Already in the two short weeks of shutdown, several NASS reports were not released as scheduled. Poultry Slaughter, Agricultural Prices, Broiler Hatchery, and Dairy Products are among the essential livestock reports that have not been released. FAS is scheduled to release November trade data on January 8th, and the next WASDE is scheduled for January 11, but that data, too, will not be available if the shutdown continues. The most extended government shutdown occurred in 1995 to 1996 and lasted three weeks. In the past, some data has been able to be recovered and released at a later date. However, in the cases where the data is done by survey, as with many of the USDA NASS reports, that data is usually not recoverable because the survey was not sent or collected.

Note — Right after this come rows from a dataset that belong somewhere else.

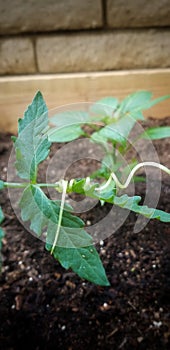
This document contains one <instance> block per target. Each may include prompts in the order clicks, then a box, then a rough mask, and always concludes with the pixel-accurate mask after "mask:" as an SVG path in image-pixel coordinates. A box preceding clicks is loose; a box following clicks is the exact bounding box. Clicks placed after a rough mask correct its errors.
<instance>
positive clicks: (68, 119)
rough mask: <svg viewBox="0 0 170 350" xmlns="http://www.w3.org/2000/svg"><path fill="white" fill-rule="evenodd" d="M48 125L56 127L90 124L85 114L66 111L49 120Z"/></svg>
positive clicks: (71, 111) (75, 112)
mask: <svg viewBox="0 0 170 350" xmlns="http://www.w3.org/2000/svg"><path fill="white" fill-rule="evenodd" d="M49 122H50V124H52V125H56V126H58V127H62V126H68V125H71V124H74V125H75V124H78V125H80V124H85V123H88V122H90V117H89V114H88V113H87V112H84V111H67V112H62V113H57V114H56V115H54V116H53V117H52V118H50V119H49Z"/></svg>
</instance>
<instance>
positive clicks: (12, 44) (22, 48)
mask: <svg viewBox="0 0 170 350" xmlns="http://www.w3.org/2000/svg"><path fill="white" fill-rule="evenodd" d="M35 70H36V68H35V62H34V51H33V45H32V42H31V40H30V39H27V38H23V39H22V38H12V39H1V40H0V74H21V73H34V72H35Z"/></svg>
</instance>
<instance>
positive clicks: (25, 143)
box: [0, 91, 170, 286]
mask: <svg viewBox="0 0 170 350" xmlns="http://www.w3.org/2000/svg"><path fill="white" fill-rule="evenodd" d="M167 98H170V96H163V97H160V98H158V99H156V100H152V94H151V93H150V92H147V91H141V92H137V93H135V94H132V95H129V96H128V97H127V98H125V99H124V100H123V101H122V102H119V101H118V100H117V99H116V98H113V97H107V98H104V99H102V100H100V101H98V102H96V103H95V104H93V105H92V106H91V108H90V109H89V111H88V112H84V111H75V112H65V113H61V114H58V115H56V116H53V118H50V119H49V117H48V110H47V106H46V104H45V101H44V99H43V97H42V94H41V93H40V92H37V94H36V96H35V97H34V99H33V101H32V103H31V104H30V105H29V106H28V109H27V110H26V112H25V114H24V117H23V119H19V122H18V136H17V137H12V140H13V142H14V148H15V153H16V162H15V169H16V172H17V176H18V177H19V178H20V179H22V180H21V181H20V182H17V183H16V182H15V183H13V182H4V181H0V190H3V189H5V188H14V189H15V188H20V189H21V191H22V192H21V197H20V198H19V202H18V206H19V208H20V210H21V217H22V220H23V221H25V222H26V221H28V222H30V229H31V230H32V231H34V233H35V234H36V235H37V236H38V237H41V235H42V234H43V235H45V240H46V244H45V246H46V249H47V250H48V251H49V252H50V253H51V254H52V255H53V256H54V258H55V259H57V260H58V261H59V262H60V263H61V265H62V266H63V267H64V268H66V269H68V268H71V269H72V270H73V271H74V272H76V273H77V274H78V275H79V276H80V277H81V278H85V279H87V280H89V281H91V282H93V283H96V284H98V285H102V286H108V285H109V281H108V279H107V276H106V273H105V270H104V267H103V265H102V262H101V260H100V257H99V255H98V253H97V250H96V248H95V246H94V243H93V240H92V237H91V236H90V235H89V234H88V233H87V232H86V230H85V223H84V222H83V221H82V219H80V218H79V217H78V216H75V215H74V213H73V209H72V207H71V206H70V205H68V204H66V201H65V199H66V194H67V193H79V194H84V195H85V196H88V197H92V198H95V199H97V200H99V201H100V202H101V205H103V204H104V203H105V202H108V203H111V204H113V205H114V206H118V207H121V208H124V209H128V210H131V211H134V212H136V213H138V214H141V215H143V216H145V217H147V218H149V219H158V220H160V221H163V222H170V213H167V212H164V211H162V210H159V209H153V208H149V207H147V206H146V205H140V204H139V203H140V201H141V197H140V196H132V197H130V196H128V195H127V193H126V189H127V187H128V186H129V184H130V182H131V180H132V178H133V179H134V180H135V181H143V178H142V177H136V176H134V175H135V173H136V171H137V170H138V169H139V168H141V167H145V166H154V167H157V168H159V169H161V170H162V171H164V172H166V173H167V174H169V175H170V170H169V169H168V168H166V167H165V166H164V165H161V164H159V163H155V162H152V161H151V162H143V163H138V162H137V160H135V161H134V160H133V161H132V162H130V163H129V169H130V171H129V172H127V168H126V169H125V168H124V169H123V170H122V163H121V162H120V159H118V153H119V154H120V153H121V154H122V156H125V155H126V152H127V151H128V149H129V142H128V137H129V135H130V132H131V130H132V129H133V127H134V125H135V123H136V122H137V121H140V120H143V119H144V117H143V110H146V109H148V108H150V107H152V106H153V105H155V104H157V103H159V102H161V101H163V100H165V99H167ZM87 125H88V128H89V127H90V131H88V132H87V131H86V129H87V128H86V126H87ZM79 137H88V139H89V140H90V142H93V143H97V144H98V145H100V146H101V147H102V149H104V151H105V155H104V157H103V160H102V162H101V167H100V169H98V170H97V171H95V172H93V173H92V174H89V176H88V177H87V178H79V179H71V180H70V181H68V180H66V179H60V181H58V182H56V183H38V181H37V173H38V166H39V164H40V163H41V162H43V161H44V160H46V159H47V157H48V155H49V152H50V147H51V145H52V143H53V142H69V141H72V140H75V139H77V138H79ZM139 137H140V138H144V139H148V138H149V139H151V140H156V139H161V138H165V137H170V127H159V128H148V129H147V130H145V132H143V133H141V135H140V136H139ZM134 142H135V140H134ZM122 173H123V174H126V177H127V180H126V181H125V182H123V183H122V181H121V178H122ZM97 180H98V181H97ZM101 182H102V183H101ZM49 187H52V188H54V189H55V190H56V191H58V192H60V193H61V194H62V198H61V201H59V200H51V199H50V198H48V196H47V195H46V194H45V192H44V191H43V189H44V188H49ZM120 189H121V190H123V191H124V193H123V194H121V195H120ZM3 220H4V215H3V213H2V209H1V208H0V223H2V222H3ZM3 236H4V232H3V230H2V228H0V248H1V244H2V240H3Z"/></svg>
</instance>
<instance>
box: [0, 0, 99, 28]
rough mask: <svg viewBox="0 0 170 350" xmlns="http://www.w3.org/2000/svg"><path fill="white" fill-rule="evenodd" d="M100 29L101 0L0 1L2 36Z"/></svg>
mask: <svg viewBox="0 0 170 350" xmlns="http://www.w3.org/2000/svg"><path fill="white" fill-rule="evenodd" d="M101 25H102V6H101V0H93V1H92V0H84V1H82V0H29V1H28V0H12V1H11V0H5V1H3V0H0V33H1V34H6V33H19V32H37V31H55V30H58V29H81V28H96V27H100V26H101Z"/></svg>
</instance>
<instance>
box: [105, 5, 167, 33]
mask: <svg viewBox="0 0 170 350" xmlns="http://www.w3.org/2000/svg"><path fill="white" fill-rule="evenodd" d="M107 19H108V25H109V26H110V27H113V28H125V27H127V28H128V27H131V28H132V27H153V26H169V25H170V1H169V0H151V1H149V0H107Z"/></svg>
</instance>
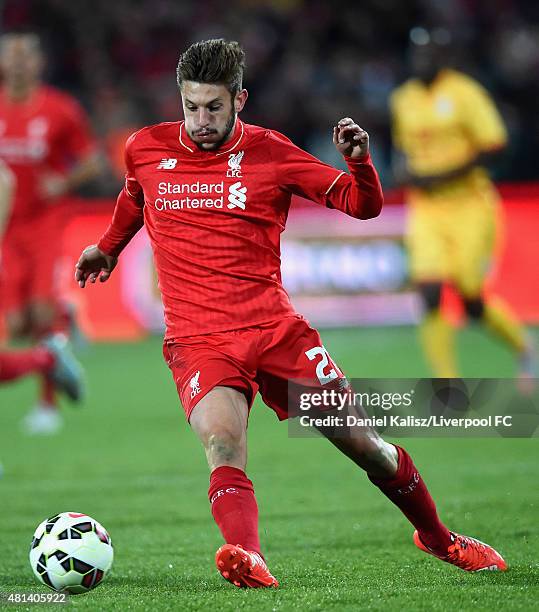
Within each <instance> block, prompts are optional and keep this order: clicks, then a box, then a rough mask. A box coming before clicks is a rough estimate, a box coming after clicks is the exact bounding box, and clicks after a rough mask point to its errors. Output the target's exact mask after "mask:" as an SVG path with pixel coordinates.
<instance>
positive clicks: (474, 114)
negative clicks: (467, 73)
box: [462, 79, 507, 151]
mask: <svg viewBox="0 0 539 612" xmlns="http://www.w3.org/2000/svg"><path fill="white" fill-rule="evenodd" d="M462 119H463V121H464V124H465V126H466V130H467V132H468V134H469V135H470V136H471V138H472V141H473V142H474V144H475V145H476V146H477V148H478V150H480V151H487V150H489V149H497V148H500V147H503V146H504V145H505V144H506V142H507V131H506V129H505V125H504V123H503V119H502V117H501V115H500V113H499V112H498V109H497V108H496V105H495V104H494V101H493V100H492V98H491V97H490V95H489V94H488V92H487V91H486V89H485V88H484V87H482V86H481V85H479V83H477V82H475V81H473V80H472V79H469V80H467V81H466V83H465V86H464V89H463V118H462Z"/></svg>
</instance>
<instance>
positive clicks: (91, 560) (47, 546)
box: [30, 512, 114, 595]
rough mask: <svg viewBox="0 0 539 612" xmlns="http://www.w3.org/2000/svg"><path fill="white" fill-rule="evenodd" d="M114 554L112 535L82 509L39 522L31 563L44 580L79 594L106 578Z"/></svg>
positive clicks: (93, 586)
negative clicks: (77, 510)
mask: <svg viewBox="0 0 539 612" xmlns="http://www.w3.org/2000/svg"><path fill="white" fill-rule="evenodd" d="M113 556H114V553H113V549H112V542H111V540H110V536H109V534H108V533H107V531H106V530H105V529H104V528H103V527H102V526H101V525H100V524H99V523H98V522H97V521H96V520H94V519H93V518H91V517H90V516H88V515H87V514H81V513H80V512H62V513H60V514H56V515H55V516H52V517H51V518H49V519H46V520H45V521H43V522H42V523H40V524H39V526H38V528H37V529H36V531H35V533H34V537H33V539H32V546H31V548H30V565H31V566H32V570H33V571H34V574H35V575H36V577H37V579H38V580H39V581H40V582H42V583H43V584H46V585H47V586H48V587H50V588H51V589H54V590H55V591H62V592H64V593H71V594H73V595H75V594H78V593H86V592H88V591H90V590H91V589H93V588H94V587H96V586H97V585H98V584H100V583H101V582H102V581H103V579H104V578H105V576H106V575H107V573H108V572H109V570H110V568H111V566H112V559H113Z"/></svg>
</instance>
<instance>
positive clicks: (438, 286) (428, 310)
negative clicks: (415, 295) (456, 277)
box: [418, 283, 442, 312]
mask: <svg viewBox="0 0 539 612" xmlns="http://www.w3.org/2000/svg"><path fill="white" fill-rule="evenodd" d="M418 289H419V294H420V295H421V300H422V301H423V305H424V307H425V310H427V312H431V311H433V310H436V309H438V308H439V307H440V303H441V301H442V285H441V283H420V284H419V287H418Z"/></svg>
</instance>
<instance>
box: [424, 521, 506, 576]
mask: <svg viewBox="0 0 539 612" xmlns="http://www.w3.org/2000/svg"><path fill="white" fill-rule="evenodd" d="M450 534H451V544H450V545H449V546H448V548H447V554H446V555H438V554H436V553H435V552H433V551H432V550H431V549H430V548H428V546H425V544H423V542H422V541H421V539H420V537H419V534H418V533H417V531H414V544H415V545H416V546H417V547H418V548H419V549H420V550H422V551H423V552H426V553H428V554H429V555H433V556H435V557H437V558H438V559H441V560H442V561H446V562H447V563H451V564H452V565H456V566H457V567H460V569H463V570H466V571H467V572H480V571H482V570H491V571H501V572H504V571H505V570H506V569H507V563H506V562H505V561H504V560H503V557H502V556H501V555H500V553H498V552H497V551H495V550H494V548H492V546H489V545H488V544H485V543H484V542H481V541H479V540H476V539H475V538H470V537H468V536H462V535H459V534H458V533H453V532H452V531H451V532H450Z"/></svg>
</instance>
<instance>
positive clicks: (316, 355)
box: [305, 346, 338, 385]
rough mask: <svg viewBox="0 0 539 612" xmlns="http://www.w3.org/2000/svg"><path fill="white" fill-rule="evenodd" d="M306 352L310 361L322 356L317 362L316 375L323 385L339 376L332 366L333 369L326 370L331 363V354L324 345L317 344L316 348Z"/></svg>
mask: <svg viewBox="0 0 539 612" xmlns="http://www.w3.org/2000/svg"><path fill="white" fill-rule="evenodd" d="M305 354H306V355H307V357H308V358H309V360H310V361H312V360H313V359H316V358H317V357H320V361H319V362H318V363H317V364H316V376H317V377H318V380H319V381H320V384H321V385H327V384H328V382H330V381H332V380H335V379H336V378H337V376H338V374H337V372H336V371H335V369H334V368H331V370H330V371H329V372H327V373H326V372H325V371H324V370H325V368H326V367H327V366H328V365H329V354H328V352H327V351H326V349H325V347H324V346H315V347H314V348H312V349H309V350H308V351H305Z"/></svg>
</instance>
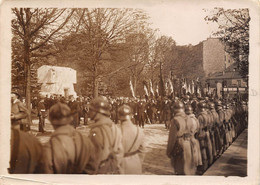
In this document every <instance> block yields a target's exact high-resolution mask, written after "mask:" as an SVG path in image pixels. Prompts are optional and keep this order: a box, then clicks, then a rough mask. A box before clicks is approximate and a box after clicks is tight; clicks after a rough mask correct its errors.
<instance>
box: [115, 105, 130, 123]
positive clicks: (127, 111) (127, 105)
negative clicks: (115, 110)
mask: <svg viewBox="0 0 260 185" xmlns="http://www.w3.org/2000/svg"><path fill="white" fill-rule="evenodd" d="M132 115H133V111H132V109H131V107H129V106H128V105H125V104H124V105H122V106H120V107H119V108H118V118H119V119H120V120H122V121H124V120H131V118H132Z"/></svg>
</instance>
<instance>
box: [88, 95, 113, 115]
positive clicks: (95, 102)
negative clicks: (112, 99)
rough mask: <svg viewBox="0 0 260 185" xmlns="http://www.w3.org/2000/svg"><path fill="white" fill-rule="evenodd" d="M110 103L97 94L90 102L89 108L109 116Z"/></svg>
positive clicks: (103, 114) (109, 114)
mask: <svg viewBox="0 0 260 185" xmlns="http://www.w3.org/2000/svg"><path fill="white" fill-rule="evenodd" d="M110 108H111V107H110V104H109V102H108V101H107V99H106V98H104V97H102V96H99V97H97V98H95V99H93V100H92V101H91V102H90V105H89V109H90V110H92V111H95V112H98V113H101V114H103V115H105V116H110Z"/></svg>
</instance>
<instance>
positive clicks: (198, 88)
mask: <svg viewBox="0 0 260 185" xmlns="http://www.w3.org/2000/svg"><path fill="white" fill-rule="evenodd" d="M197 94H200V88H199V86H197Z"/></svg>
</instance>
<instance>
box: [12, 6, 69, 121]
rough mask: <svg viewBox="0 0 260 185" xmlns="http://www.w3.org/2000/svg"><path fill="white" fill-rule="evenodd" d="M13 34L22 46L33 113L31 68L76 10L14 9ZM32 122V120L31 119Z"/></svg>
mask: <svg viewBox="0 0 260 185" xmlns="http://www.w3.org/2000/svg"><path fill="white" fill-rule="evenodd" d="M12 12H13V14H14V16H15V18H14V19H13V20H12V32H13V34H14V36H18V39H19V40H20V41H21V42H20V43H21V44H22V47H21V49H22V52H21V55H22V58H20V60H21V61H22V63H23V70H24V75H25V80H26V87H25V89H26V104H27V108H28V109H29V111H30V112H31V106H30V105H31V67H32V65H34V61H37V60H33V59H32V58H33V57H36V56H41V49H42V48H44V47H45V46H46V45H47V44H48V43H49V42H51V40H52V39H55V38H58V36H60V35H59V34H61V33H62V30H63V28H64V26H65V25H66V24H67V23H68V21H69V20H70V18H71V16H72V15H73V12H74V10H73V9H72V10H67V9H56V8H36V9H31V8H19V9H18V8H13V9H12ZM29 119H30V121H31V118H29Z"/></svg>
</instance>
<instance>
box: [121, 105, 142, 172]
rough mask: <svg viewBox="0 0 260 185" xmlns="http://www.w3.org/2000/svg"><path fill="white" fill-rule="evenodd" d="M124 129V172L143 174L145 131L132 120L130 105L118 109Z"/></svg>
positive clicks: (123, 132)
mask: <svg viewBox="0 0 260 185" xmlns="http://www.w3.org/2000/svg"><path fill="white" fill-rule="evenodd" d="M118 115H119V119H120V121H121V124H120V127H121V131H122V144H123V149H124V158H123V162H122V168H123V171H124V174H142V163H143V159H144V152H145V146H144V133H143V130H142V129H141V128H139V127H138V126H135V125H134V124H133V123H132V122H131V118H132V111H131V108H130V107H129V106H125V105H123V106H121V107H120V108H119V110H118Z"/></svg>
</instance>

Actual slaughter data has been among the most missed weekly market data. That data is compiled by NASS but is released by AMS. It provides valuable information on weights, production, and the number of head slaughtered. The next couple of weeks hold several vital reports that could affect the tone of the entire year. For example, the annual Cattle Inventory is scheduled to be published at the end of this month, that report provides one of only two point estimates in the size of the beef herd, and the number of replacments animals producers are holding. The monthly Cattle on Feed report also is at risk. Without that type of information, cattle markets will be flying blind.